Decidí atreverme a tomar el reto y comencé a trabajar en el nuevo puesto desde el 1ro de abril, y junto con el nuevo trabajo vinieron otros cambios en mi vida. Finalmente, compramos casa y por casualidad en ese momento nos estábamos mudando. Han sido muchos cambios de un solo, y no ha sido fácil especialmente para mis hijos, que no han podido asimilar muy bien el cambio de casa. También creo que el hecho de tenerme en la casa todo el día, los ha confundido un poco, porque ellos creen que estoy allí de vacaciones, para jugar con ellos y no es así. Debo estar conectada todo el día y muchas veces en conferencias. Me ha tocado encerrarme en mi cuarto para poder trabajar y tener mis llamadas. Por otro lado, siento que el tenerme en casa todo el día, les ha afectado en su comportamiento y se han vuelto un poco más “malcriados” y terriblines. Eso combinado con el traslado de casa, que de por si es difícil siempre con niños. Lucas por ejemplo llora todo el tiempo de que no quiere comer, no quiere bañarse, no quiere ir al kínder y mucho menos se quiere dormir temprano. Es más, desde que nos pasamos a la nueva casa, se ha pasado a nuestra cama todas las noches con la excusa que le da miedo las gradas y que en mi cama duerme mejor. Por más que he tratado de decorarle su cuarto y hacerle ver que no pasa nada, siempre se termina pasando a media noche. Julián por otro lado, se encuentra en una etapa que le está copiando todo a su hermano mayor. Comienza a hacer berrinches, y a pelear con Lucas. Llora cada vez que nota que me tomo mi cartera para salir de la casa, cosa que antes no lo hacía. Hoy siente mucho más fuerte mi ausencia y me lo hace saber. Poco a poco estoy segura que las cosas irán mejorando y lograremos encontrar una estabilidad, creo que es cuestión de acostumbrarse a este nuevo estilo de vida.
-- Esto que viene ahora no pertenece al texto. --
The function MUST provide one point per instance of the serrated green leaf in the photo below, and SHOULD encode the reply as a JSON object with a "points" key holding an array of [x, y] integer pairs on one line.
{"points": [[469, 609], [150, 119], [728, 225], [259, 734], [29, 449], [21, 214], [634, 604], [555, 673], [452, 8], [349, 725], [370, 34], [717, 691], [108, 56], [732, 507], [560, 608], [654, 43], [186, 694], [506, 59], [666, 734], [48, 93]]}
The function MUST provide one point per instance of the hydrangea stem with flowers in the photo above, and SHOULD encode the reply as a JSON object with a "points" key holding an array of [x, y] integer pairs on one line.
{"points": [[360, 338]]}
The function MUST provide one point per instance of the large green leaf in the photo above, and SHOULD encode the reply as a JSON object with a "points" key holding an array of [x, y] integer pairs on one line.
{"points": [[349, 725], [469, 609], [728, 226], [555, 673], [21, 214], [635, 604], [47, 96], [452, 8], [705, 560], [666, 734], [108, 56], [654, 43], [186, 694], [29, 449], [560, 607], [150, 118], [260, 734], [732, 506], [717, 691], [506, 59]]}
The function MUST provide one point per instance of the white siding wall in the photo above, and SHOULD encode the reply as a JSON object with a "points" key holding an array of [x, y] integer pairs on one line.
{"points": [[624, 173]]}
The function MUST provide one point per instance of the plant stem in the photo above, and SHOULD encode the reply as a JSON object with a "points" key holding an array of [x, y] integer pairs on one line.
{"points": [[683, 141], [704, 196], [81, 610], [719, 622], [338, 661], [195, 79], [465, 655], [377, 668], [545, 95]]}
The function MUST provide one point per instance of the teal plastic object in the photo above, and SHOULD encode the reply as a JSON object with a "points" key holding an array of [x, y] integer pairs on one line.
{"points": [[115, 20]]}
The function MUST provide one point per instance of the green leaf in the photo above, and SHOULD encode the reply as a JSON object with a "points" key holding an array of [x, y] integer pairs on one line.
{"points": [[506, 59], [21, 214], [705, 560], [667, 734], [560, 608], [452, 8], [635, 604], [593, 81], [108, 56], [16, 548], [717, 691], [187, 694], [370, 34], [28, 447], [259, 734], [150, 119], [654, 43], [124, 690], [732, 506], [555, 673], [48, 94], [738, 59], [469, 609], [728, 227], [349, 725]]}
Lo que puedo decir es que me encanta poder pasar tiempo con mis hijos y disfrutar de esta etapa de sus vidas. Poder ir a recoger a Lucas al kínder casi todos los días, tener el chance de quedarme a verlo en sus clases de natación a medio día, almorzar con ellos etc. No extraño para nada esas tardes de tráfico, ni mucho menos llegar tarde a la casa por las noches. Es un cambio definitivamente a mi vida, en el cual tengo que tener la disciplina para poder concentrarme en el trabajo cuando tenga que hacerlo. A levantarme temprano, bañarme y alistarme para poder enfrentar un nuevo día de trabajo como cualquier otro. Sé que habrá días en los que no podré verlos, por estar conectada en reuniones, o porque tenga que ir en algún viaje de trabajo. Pero definitivamente estoy disfrutándolos como nunca antes.